Endangered wading birds making a comeback
By Palm Beach Post Staff Writer
Sunday, June 28, 2009
It was a rare sight: three young wood storks, perched
awkwardly atop two tree islands deep in the Everglades.
An
hour later, five more appeared about 100 yards away, loping
in a line through the watery saw grass of the Arthur R.
Marshall Loxahatchee National Wildlife Refuge. At various
times, the storks - all less than 2 months old - briefly
took to the air, as if to test their wings in these final
days before they leave their nests for good.
Wood storks, the only storks that breed in the U.S. and the
only Everglades wading birds listed as endangered, are
showing up this year in numbers not seen in decades. Within
the refuge, it's been eight years since scientists spotted a
single baby stork and another 11 before that, in 1990, that
a new stork successfully left a nest, said Cindy Fury, the
refuge's senior biologist.
"We have at least 40 that will be successful this year,"
Fury said. "It's been a really, really good year."
So, too, throughout the Everglades, where about 3,500 of
the enormous birds, with their curved beaks and 5-foot-plus
wingspans, are expected to cross into adulthood.
That's up from virtually none last year. Throughout the
entire Everglades, only 12 baby wood storks survived last
year, all on tiny Lenore Island in the Caloosahatchee River.

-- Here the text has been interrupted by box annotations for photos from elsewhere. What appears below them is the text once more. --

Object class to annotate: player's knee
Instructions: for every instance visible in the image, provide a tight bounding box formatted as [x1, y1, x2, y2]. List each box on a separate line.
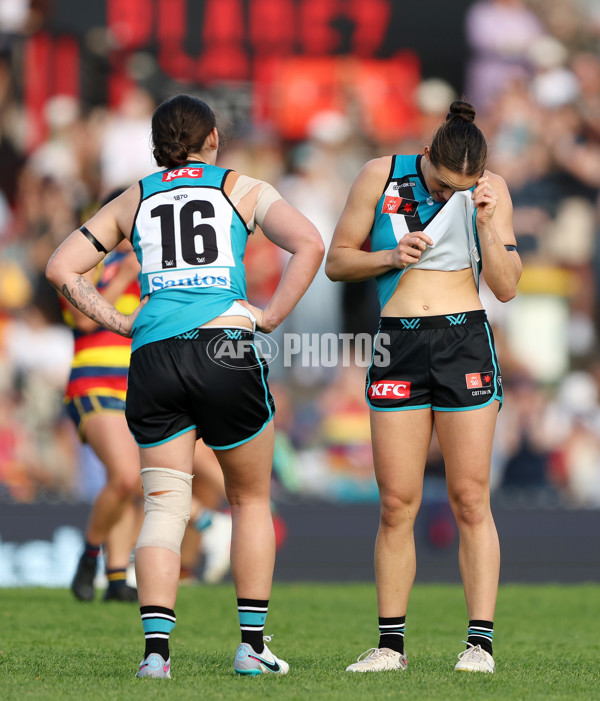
[380, 491, 420, 528]
[109, 472, 141, 500]
[137, 467, 192, 555]
[450, 488, 490, 527]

Even the Corkscrew Swamp Sanctuary produced none - for the
second year in a row.
"We haven't had this kind of effort - this many nests and
eggs - since the 1930s," said Dean Powell of the South
Florida Water Management District. "It's literally a
once-in-a-lifetime deal."
The population explosion is good news to ecologists who
say that as go the wading birds, so goes the Everglades. The
Everglades lost about 90 percent of its wading birds to a
combined assault in the early 1900s from plume hunters who
used their feathers to make hats and engineers who ditched,
diked and dammed the natural wetlands to make room for
housing and farmland.
The wood stork population plunged from an estimated
20,000 nesting pairs in the 1930s to a low of about 2,500
pairs in 1978, according to the U.S. Fish and Wildlife
Service.
Recently, the storks have been staging a comeback. A
survey found 11,279 pairs in 2006, the first time since the
1960s that the nesting population surpassed 10,000 pairs.
But the survey also found that the numbers may be a
misleading indicator of good health for the South Florida
ecosystem, as the majority of the population, native to the
southern Everglades, now breed north of Lake Okeechobee -
including some as far north as Georgia and the Carolinas.
Nevertheless, the Florida Home Builders Association has
cited the overall numbers in petitioning the federal
government to downgrade the wood stork's status from
"endangered" to "threatened."
Bird watchers attribute this year's success to the shift
from the heavy rains that filled the Everglades marshes last
fall to the prolonged, drought that slowly dried them up,
concentrating the small fish on which the birds feed in
smaller and smaller pools of water.
The sudden end of that slow dry-down in mid-May, with
nearly daily rains that dropped about a foot of water over
the next month, probably tempered the success of this
breeding season, making hunting difficult and food for
chicks scarce.
"If those rains hadn't come, and we had kept going for
another two or three weeks, we would have had twice as
many," Powell said. "It would have been unheard of."